I sympathise - I really hate being looked after!

NoCommentingFromNowOn · 17/01/2026 22:05

SecretNameforMN · 17/01/2026 21:39

Gosh how cold and inhumane you are. Glad I am not your lodger.

I get up shower and out of house from 7am
driving to work 7am to 8am
in London 8am to 6pm
drive home 6-7pm
I then walks dogs - and feed them
and then microwave some batch cooking -
and bed by 9pm reading marking
or gym
9 to 10pm
Tuesdays and Thursday - 7 to 10pm teaching locally.

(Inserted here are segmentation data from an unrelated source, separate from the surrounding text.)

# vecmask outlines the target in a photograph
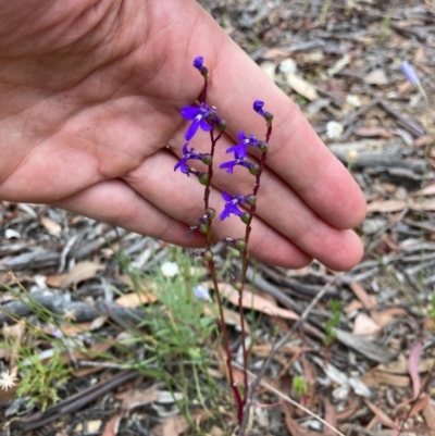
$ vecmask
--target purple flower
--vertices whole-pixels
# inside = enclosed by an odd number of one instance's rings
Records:
[[[196,58],[194,59],[194,66],[195,66],[197,70],[201,70],[201,68],[202,68],[202,64],[203,64],[203,58],[202,58],[202,57],[196,57]]]
[[[202,161],[202,154],[199,154],[195,152],[195,148],[191,148],[190,151],[188,149],[189,144],[186,142],[183,146],[183,158],[179,160],[179,162],[176,163],[174,166],[174,171],[177,171],[178,169],[182,171],[182,173],[189,175],[191,173],[191,170],[187,166],[187,161],[189,159],[196,159],[197,161]]]
[[[236,165],[245,166],[245,167],[248,169],[249,171],[254,171],[254,170],[257,170],[257,167],[258,167],[257,164],[251,163],[251,162],[249,162],[249,161],[246,160],[246,159],[238,159],[238,158],[236,158],[234,161],[221,163],[221,164],[219,165],[219,167],[220,167],[221,170],[226,170],[226,172],[227,172],[228,174],[233,174],[234,167],[235,167]]]
[[[210,115],[215,115],[215,109],[210,111],[210,108],[206,103],[201,103],[198,108],[196,105],[186,105],[182,108],[182,115],[186,120],[192,121],[189,128],[186,132],[185,139],[189,141],[201,127],[204,132],[210,132],[213,126],[207,121]]]
[[[238,209],[237,204],[246,203],[247,200],[245,197],[237,194],[236,197],[233,198],[225,190],[222,192],[222,197],[226,201],[226,204],[224,207],[224,210],[219,215],[219,219],[221,221],[227,219],[232,213],[237,216],[241,216],[244,214],[244,212],[241,212],[240,209]]]
[[[259,147],[260,142],[253,135],[249,135],[249,138],[245,135],[245,132],[238,134],[240,142],[226,149],[227,153],[234,153],[235,159],[245,159],[248,155],[248,146]]]
[[[413,85],[413,86],[420,86],[420,80],[419,76],[417,75],[414,68],[407,62],[403,61],[400,64],[401,71],[407,77],[407,79]]]
[[[260,114],[261,116],[265,115],[265,111],[263,110],[264,101],[256,100],[253,102],[253,110]]]
[[[194,290],[195,297],[197,297],[201,300],[207,300],[207,301],[211,300],[209,289],[206,286],[198,285],[198,286],[195,286],[192,290]]]

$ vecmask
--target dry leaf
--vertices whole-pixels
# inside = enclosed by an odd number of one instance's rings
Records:
[[[117,394],[116,399],[122,400],[123,410],[132,410],[136,407],[149,404],[159,399],[159,393],[157,385],[149,387],[148,389],[130,389],[122,394]]]
[[[201,420],[203,416],[207,416],[207,412],[203,410],[194,410],[191,412],[191,419],[194,422],[197,420]],[[172,416],[167,419],[162,424],[158,424],[151,428],[151,433],[156,436],[177,436],[190,428],[190,424],[186,421],[186,419],[182,415]]]
[[[116,436],[120,429],[121,420],[124,418],[124,413],[111,418],[104,426],[104,431],[101,436]]]
[[[390,374],[384,371],[376,371],[375,369],[372,369],[364,374],[361,379],[368,386],[377,386],[383,384],[396,387],[408,387],[410,385],[410,379],[408,376]]]
[[[60,288],[65,274],[48,275],[46,278],[47,286],[52,288]]]
[[[383,68],[376,68],[371,71],[363,78],[368,85],[386,85],[389,80]]]
[[[227,298],[233,304],[238,306],[239,292],[233,288],[233,286],[221,283],[220,285],[221,295]],[[253,309],[258,312],[262,312],[269,316],[281,316],[287,320],[298,320],[299,315],[295,312],[282,309],[259,295],[252,294],[250,290],[244,289],[241,306],[246,309]]]
[[[435,195],[435,184],[428,185],[425,188],[418,190],[413,194],[415,197],[418,196],[434,196]]]
[[[383,328],[396,316],[406,316],[408,312],[401,308],[390,308],[382,311],[372,310],[370,316],[375,321],[375,323]]]
[[[325,398],[324,400],[323,400],[323,406],[324,406],[324,408],[325,408],[325,416],[324,416],[324,420],[328,423],[328,424],[331,424],[333,427],[337,427],[337,416],[336,416],[336,413],[335,413],[335,408],[334,408],[334,406],[331,403],[331,401],[327,399],[327,398]],[[323,428],[323,435],[325,435],[325,436],[335,436],[336,435],[336,433],[332,429],[332,428],[330,428],[330,427],[324,427]]]
[[[382,424],[393,428],[394,421],[382,409],[380,409],[376,404],[373,404],[373,402],[369,401],[365,398],[363,399],[363,401],[369,407],[369,409],[376,415],[377,420]]]
[[[361,301],[365,309],[372,309],[377,304],[376,297],[369,296],[369,294],[359,283],[352,282],[349,287],[352,289],[355,296]]]
[[[364,138],[371,138],[373,136],[377,136],[381,138],[390,138],[393,136],[393,134],[390,134],[383,127],[360,127],[357,128],[353,133]]]
[[[287,84],[298,94],[310,101],[319,98],[315,88],[302,77],[297,76],[295,73],[286,73]]]
[[[104,270],[104,265],[99,262],[84,261],[78,262],[62,279],[61,288],[65,289],[71,285],[94,278],[98,271]]]
[[[147,304],[149,302],[156,302],[158,300],[157,296],[146,290],[140,290],[137,292],[125,294],[116,298],[116,304],[123,308],[134,309],[141,304]]]
[[[435,359],[425,359],[419,363],[419,373],[425,373],[432,370],[435,364]],[[408,374],[408,362],[403,360],[396,360],[390,363],[384,363],[376,366],[378,371],[385,371],[393,374]]]
[[[388,212],[400,212],[407,207],[406,201],[400,200],[378,200],[372,201],[368,204],[368,213],[372,212],[381,212],[381,213],[388,213]]]
[[[295,421],[291,416],[291,408],[288,406],[283,406],[284,409],[284,416],[285,416],[285,423],[287,426],[288,432],[290,433],[291,436],[319,436],[319,433],[312,432],[311,429],[307,427],[302,427],[300,424],[298,424],[297,421]]]
[[[435,436],[435,410],[431,401],[427,402],[422,414],[427,427],[431,428],[431,436]]]
[[[411,349],[408,358],[408,372],[411,376],[412,381],[412,390],[414,394],[413,398],[417,398],[420,395],[421,389],[421,381],[419,374],[419,363],[421,359],[421,353],[423,350],[423,345],[421,341],[418,341]]]
[[[359,313],[353,321],[353,335],[370,336],[380,329],[380,326],[365,313]]]
[[[52,235],[60,235],[62,233],[62,226],[48,216],[41,216],[40,222]]]

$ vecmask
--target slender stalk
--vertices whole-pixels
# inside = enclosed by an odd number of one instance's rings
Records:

How can OP help the man who currently rents her spare bedroom given that she has a full schedule? They are nothing to each other, they hardly see each other, he works nights. They’re not bonding over Eastenders each night after work. And like a previous poster said, would he do this for her? Probably not.

OP, he can tell the hospital that he doesn’t have anyone available to help, and he will be alone all day. They should make the arrangements eg stay longer in hospital, care home for a few days, rehab, whatever their local arrangements are. Either way, you are not available to do this care for whatever reason. And ‘I don’t want to’ is also a valid reason.

McSpoot · 17/01/2026 22:09

Imlyingandthatsthetruth · 17/01/2026 18:23

Only thing more baffling than OPs take on this is the voting.

To be fair, I cannot figure out the difference between the two options.